Mixing up Death and Reapers is such a common mistake, I should be used to it, but it still gets me every time, even though there’s no way any of them could know better while they live. But she knows something, I realise and I blurt it out before I can think to stop myself, “You’re gonna cheat.”
“Is that what you call it?” The woman raises a nonexistent eyebrow at me. “I bet that’s another extremely serious transgression. If you want to hit me with one of those severe penalties, you’ll have to catch me. Which might be hard.” She smiles at the bird.
“Don’t worry about her,” the bird says, fluffing itself up on her finger. The woman has to rest her arm on one crossed leg and even then, I can see it’s an effort. “She’s working on an old business model she doesn’t know is obsolete.”
“Huh?” I say.
“It must kill you having to waste your wit on the dead,” says the parakeet. “Oh, that was mean. I’m sorry. I know you don’t have any say about any of this. You’ve probably been given the impression that mortality has always worked the way it does now, But it so happens—”
“Mortality isn’t what it used to be,” I say. “That message is actually for Death, but I figure I’m not telling you anything you don’t already know.”
“You got it,” the bird says, and I could swear it sounds pleased. “At one time, we carried the souls of the dead to the afterlife—”
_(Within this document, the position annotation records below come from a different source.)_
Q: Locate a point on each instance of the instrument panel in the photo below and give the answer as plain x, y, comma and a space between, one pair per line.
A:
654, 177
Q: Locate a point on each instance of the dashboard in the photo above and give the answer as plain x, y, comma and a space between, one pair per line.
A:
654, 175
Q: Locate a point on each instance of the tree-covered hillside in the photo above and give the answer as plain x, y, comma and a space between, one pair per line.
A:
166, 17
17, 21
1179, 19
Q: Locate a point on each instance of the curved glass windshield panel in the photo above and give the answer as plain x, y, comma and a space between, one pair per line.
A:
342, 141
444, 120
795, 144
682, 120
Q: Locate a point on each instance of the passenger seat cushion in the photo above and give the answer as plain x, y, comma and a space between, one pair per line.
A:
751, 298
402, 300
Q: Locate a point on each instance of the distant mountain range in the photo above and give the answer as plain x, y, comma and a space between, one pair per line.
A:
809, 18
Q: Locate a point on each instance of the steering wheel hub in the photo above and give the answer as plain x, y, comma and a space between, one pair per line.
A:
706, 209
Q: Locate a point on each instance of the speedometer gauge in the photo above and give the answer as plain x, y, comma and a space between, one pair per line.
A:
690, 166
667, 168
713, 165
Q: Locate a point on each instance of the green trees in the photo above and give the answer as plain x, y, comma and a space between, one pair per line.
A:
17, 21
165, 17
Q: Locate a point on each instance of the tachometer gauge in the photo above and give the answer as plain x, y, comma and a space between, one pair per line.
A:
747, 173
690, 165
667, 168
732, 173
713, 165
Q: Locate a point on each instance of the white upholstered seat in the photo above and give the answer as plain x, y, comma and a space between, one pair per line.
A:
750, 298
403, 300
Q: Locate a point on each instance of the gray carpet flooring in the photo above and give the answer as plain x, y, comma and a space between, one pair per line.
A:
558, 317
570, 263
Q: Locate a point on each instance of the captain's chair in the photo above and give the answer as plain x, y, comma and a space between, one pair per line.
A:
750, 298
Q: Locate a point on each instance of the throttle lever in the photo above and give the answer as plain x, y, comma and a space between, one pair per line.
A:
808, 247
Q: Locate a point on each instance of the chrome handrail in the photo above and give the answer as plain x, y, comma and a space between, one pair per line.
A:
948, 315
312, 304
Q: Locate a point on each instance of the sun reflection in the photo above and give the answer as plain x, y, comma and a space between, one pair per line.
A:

“Knew that.” I can’t help it being smug. The bird doesn’t care.
“We alone could move at will from the world of the living to the realm of the dead. No other beings of any kind had that ability, not mortals, not gods, not spirits or demons, only us. A god that wanted to make such a journey had to petition us, then wait at our pleasure for an answer. Death was a nobody, a servant employed simply to quieten the flesh and keep it from flailing or struggling and allow souls to begin the journey with dignity.
Self-important popinjay, I think, but with no conviction. I have a growing feeling that I’m in the deceptively small presence of something very old that, after a long sleep, woke up displeased with the current order of things and decided to do something about it. And those responsible for the current order have no idea what’s coming for them.
“Amazing,” the woman marvels. “Who knew? Live and learn.” Bird and woman laugh together.
“You can’t do this,” I say. “It’s a violation—”
“Enough with the violation,” the bird says.
“But the afterlife—”
“—is what comes after death,” say the bird, stretching itself again. “We transport the souls of dead people. Therefore, wherever we take them, that’s the afterlife.”
“That’s one hell of a loophole,” I say. “But doesn’t that mean you’re no longer the only ones who can travel between the land of the living and the realm of the dead? I mean, if wherever you drop souls off is the afterlife—”
“Whatever happened to the classical education?” The bird looks at the woman, who shakes her head. “The realm of the dead isn’t the afterlife. Dumbass.”
“Yeah, well, nobody tells me anything,” I say. Somehow I don’t feel too stung by a parakeet calling me dumbass, although maybe I should.
Holding onto the IV tree with her free hand, the woman pulls herself to her feet. “Are we done here?” she says to the bird on her finger.
“All set. Just keep watching the skies,” the bird says, and takes off, going up on a steep slant.
“Wait!” I jump to my feet. “What happened? What did you do?”
“Nothing that concerns you,” the woman chuckles. She does something to her head scarf and I catch a flash of green. A feather?
“It does concern me, it’s why I was sent here—”
As she walks away, I lunge for her. I haven’t forgotten that I can have no contact with people, that I slip off and around and away from their awareness. Most people, all of them except this woman, who saw me even though it was impossible.
I don’t even brush the back of her T-shirt. Suddenly she and everything around here look very small and I’m caught in hardening molasses. I know it’s no good to keep trying but I can’t help it. She saw me, she heard me, she talked to me. If I could just get to her, even though I can barely see her—
To my surprise, she turns around and for a moment I think she’s looking at me. But all she sees is what anyone else would see: plants, a bench, translucent floor, more plants. There’s no one here but her. Anyone looking up from the lobby will see only one pair of footprints and three dots made by the wheels on her IV tree.